Freshpet (FRPT 125)—Let’s face it: You’re not going to brag to your spouse or spout off at a neighborhood get-together about the latest and greatest dog food stock. But Freshpet has long been on our radar, as it has an excellent growth story that, after some hiccups post-pandemic, is firmly back on track. The firm was a startup in 2010 but today it dominates the fresh pet food segment of the market, with its offerings of U.S.-raised local chicken and beef (the #1 ingredient), whole ingredients and no preservatives (the offering needs to be stored in a fridge), fillers or powdered meat proving very popular; the “humanization of pets” (in the firms’ words) has more families spend extra to keep Fido healthier and living longer. Marketing (including national advertising campaigns) and distribution (it’s found in more than 27,000 stores, 20% of which have a second fridge) are big here, and that’s been attracting more customers (12.3 million households, up 20% from a year ago, a growth rate the firm thinks is sustainable), all of which has contributed to a whopping six straight years of 25%-plus revenue growth—and yet, overall, Freshpet has just 3% of the U.S. dog food market, so the long-term upside is gigantic. Thus, demand has always been excellent, but the issue here during the post-pandemic period was mainly costs, which got out of whack on many fronts, leading to sizable price hikes, some restructuring, and some investments in new capacity. Because of those convulsions, the bottom line sank and volume growth actually slid to “only” 14% in early 2023 (because of price hikes), but since then everything has gotten back on track: Volume growth (revenues gains not from pricing) came in at 31% in Q1, accelerating for the fourth straight quarter, while logistics, quality control and input costs have all come down nicely, with margins already eking above their longer-term targets. That’s resulted in solid sales (up 34%), EBITDA ($31 million, up from $3 million a year ago) and earnings growth (38 and 37 cents per share the past two quarters) of late, and the bottom line should be able to accelerate higher for many years to come.

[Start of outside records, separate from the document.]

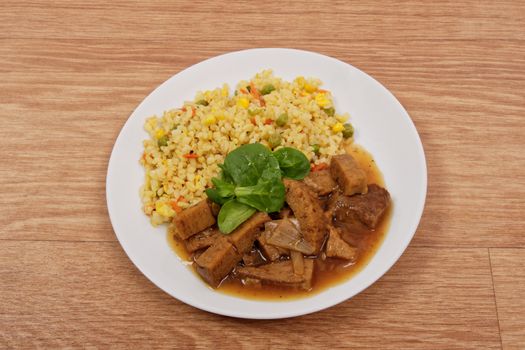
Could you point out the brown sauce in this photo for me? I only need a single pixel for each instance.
(329, 272)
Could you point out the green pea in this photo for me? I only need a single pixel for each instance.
(254, 111)
(274, 140)
(329, 111)
(163, 141)
(282, 120)
(267, 89)
(348, 131)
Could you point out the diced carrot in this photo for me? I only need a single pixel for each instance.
(191, 156)
(256, 94)
(320, 166)
(175, 206)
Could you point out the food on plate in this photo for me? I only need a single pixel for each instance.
(284, 227)
(263, 189)
(187, 144)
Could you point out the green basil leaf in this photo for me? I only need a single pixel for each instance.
(246, 164)
(268, 195)
(224, 189)
(232, 214)
(293, 163)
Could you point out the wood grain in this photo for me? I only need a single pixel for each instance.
(508, 269)
(58, 294)
(71, 73)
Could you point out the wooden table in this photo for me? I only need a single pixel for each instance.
(73, 71)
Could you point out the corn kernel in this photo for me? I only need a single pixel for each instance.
(210, 120)
(309, 88)
(341, 118)
(159, 133)
(322, 100)
(300, 81)
(338, 127)
(164, 209)
(224, 91)
(243, 102)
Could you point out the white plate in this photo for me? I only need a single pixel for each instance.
(382, 126)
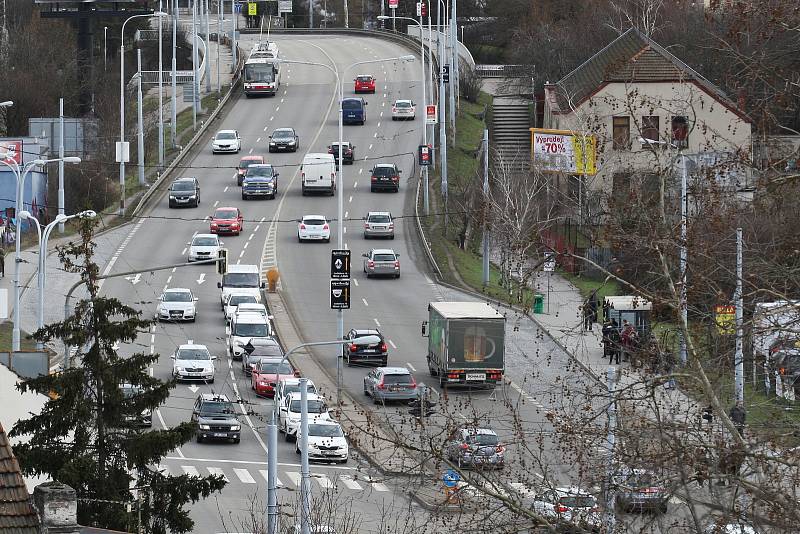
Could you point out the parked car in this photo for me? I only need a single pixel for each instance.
(385, 176)
(284, 139)
(378, 224)
(370, 354)
(177, 304)
(475, 447)
(244, 163)
(313, 228)
(215, 418)
(227, 220)
(364, 83)
(348, 152)
(403, 110)
(184, 192)
(193, 362)
(204, 247)
(390, 383)
(326, 442)
(226, 141)
(266, 374)
(382, 262)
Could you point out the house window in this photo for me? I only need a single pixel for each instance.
(680, 131)
(650, 129)
(621, 130)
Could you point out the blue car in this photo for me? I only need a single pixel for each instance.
(354, 110)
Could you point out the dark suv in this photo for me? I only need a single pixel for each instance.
(385, 176)
(184, 192)
(370, 354)
(215, 417)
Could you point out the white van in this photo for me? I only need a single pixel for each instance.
(318, 173)
(240, 279)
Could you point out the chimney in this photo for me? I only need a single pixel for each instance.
(57, 505)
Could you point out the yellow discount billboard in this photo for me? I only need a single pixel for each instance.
(563, 151)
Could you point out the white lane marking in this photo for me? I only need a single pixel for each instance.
(218, 472)
(244, 476)
(190, 470)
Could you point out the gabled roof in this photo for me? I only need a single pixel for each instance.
(632, 57)
(17, 514)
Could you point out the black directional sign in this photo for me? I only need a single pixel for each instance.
(340, 263)
(340, 294)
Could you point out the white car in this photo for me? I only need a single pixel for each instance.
(313, 228)
(232, 301)
(326, 442)
(204, 247)
(404, 109)
(226, 141)
(177, 304)
(193, 362)
(289, 414)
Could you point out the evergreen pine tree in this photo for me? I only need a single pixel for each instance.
(87, 434)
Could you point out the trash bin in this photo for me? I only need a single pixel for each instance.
(538, 303)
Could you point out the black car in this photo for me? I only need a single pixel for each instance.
(257, 348)
(284, 139)
(215, 418)
(348, 152)
(184, 192)
(370, 354)
(385, 176)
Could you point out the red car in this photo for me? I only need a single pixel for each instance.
(227, 221)
(365, 83)
(245, 162)
(266, 374)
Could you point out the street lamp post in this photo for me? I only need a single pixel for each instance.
(121, 152)
(21, 173)
(44, 236)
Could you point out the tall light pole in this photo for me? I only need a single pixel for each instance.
(272, 441)
(340, 186)
(21, 173)
(44, 235)
(121, 152)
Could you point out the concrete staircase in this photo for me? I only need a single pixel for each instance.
(510, 134)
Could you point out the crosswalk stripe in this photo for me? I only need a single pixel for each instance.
(244, 476)
(191, 470)
(349, 482)
(219, 472)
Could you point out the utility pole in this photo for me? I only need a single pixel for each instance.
(485, 277)
(739, 360)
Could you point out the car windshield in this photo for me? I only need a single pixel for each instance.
(482, 439)
(273, 369)
(578, 501)
(327, 431)
(183, 186)
(240, 280)
(217, 407)
(314, 406)
(193, 354)
(177, 296)
(225, 214)
(387, 170)
(251, 330)
(205, 242)
(235, 300)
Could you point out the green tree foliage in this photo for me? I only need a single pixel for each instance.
(87, 435)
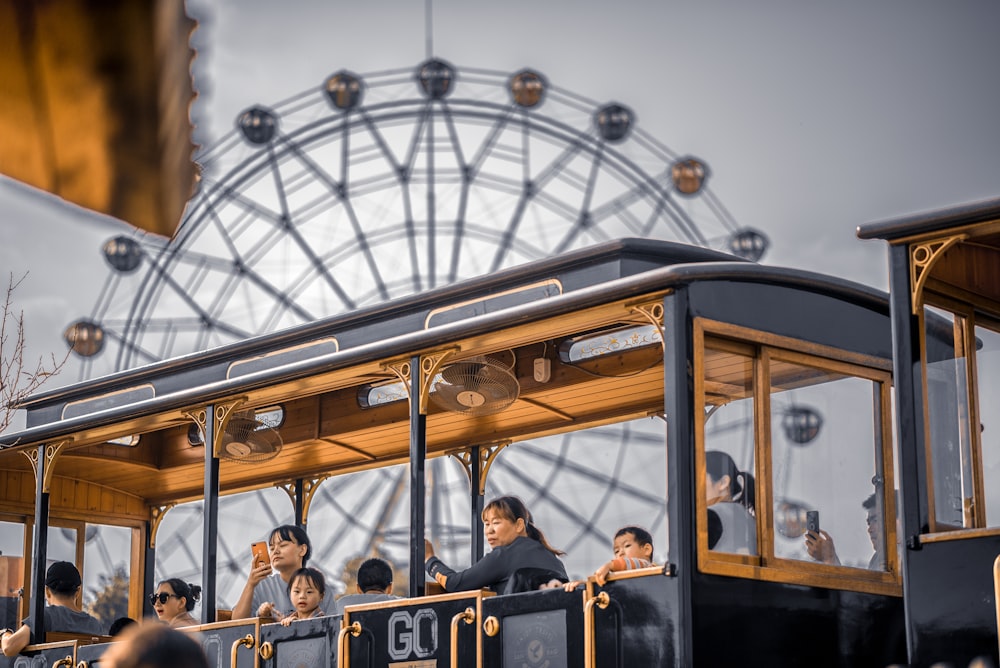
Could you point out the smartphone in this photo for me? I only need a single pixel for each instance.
(812, 521)
(261, 556)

FRPT itself broke free from a long bottoming effort (which followed a horrific 80% drop in the bear market) in late February and has crept higher since. Trading volume can be an issue here, especially early in the day, but we think this story has long-term growth written all over it.


Valaris (VAL 76)—While almost all of our work is spent researching growth firms and new stories, we do run some screens on the entire market just so we’re up on what’s going on outside of the tech, retail, medical and the like. One thing we like to look for is a weak group that historically has the ability to trend, and then identify the strongest name in that group—with the idea being, if the group does turn up, that stock could be a fresh leader just starting a big run. That brings us to Valaris, which is one of the few remaining offshore drillers out there; in fact, this week’s news that Noble (NE) is buying Diamond Offshore (DO) only serves to lessen the investable options. The underlying story for the sector here is simple: After many years of underinvestment (really since the 2014-2015 boom when oil prices were triple digits), capacity is relatively tight when it comes to offshore drilling rigs (especially for deepwater, though the market for everything is improving) despite modest oil prices as big players look to secure supplies for longer. That’s led to a steady advance in charter rates, which is only just starting to be seen in the results. As for Valaris itself, it’s one of the bigger players, with the largest fleet of high-specification offshore rigs out there, both jackups (shallower water) and deepwater, and with the environment improving, results have been perking up, with revenue growth accelerating (22%, 12%, 4% the past three quarters) and earnings leaping into the black. But the best is yet to come: Valaris’ backlog has expanded six straight quarters and ended March at north of $4 billion (by comparison, this year’s revenue estimate is $2.3 billion), a figure that was up 43% from a year ago. Along with future re-contracting at higher rates, that has Wall Street expecting boom times, with earnings rapidly lifting to about $4 per share this year and possibly $10 per share in 2025—and with that surge, the top brass expects to return nearly all of its free cash flow down the road to shareholders. Despite a soft sector, VAL is showing nice relative strength—shares are near the top of a 16-month consolidation, with the 80 level looking like key resistance. Oil stocks aren’t our favorite, but a breakout would be tempting here.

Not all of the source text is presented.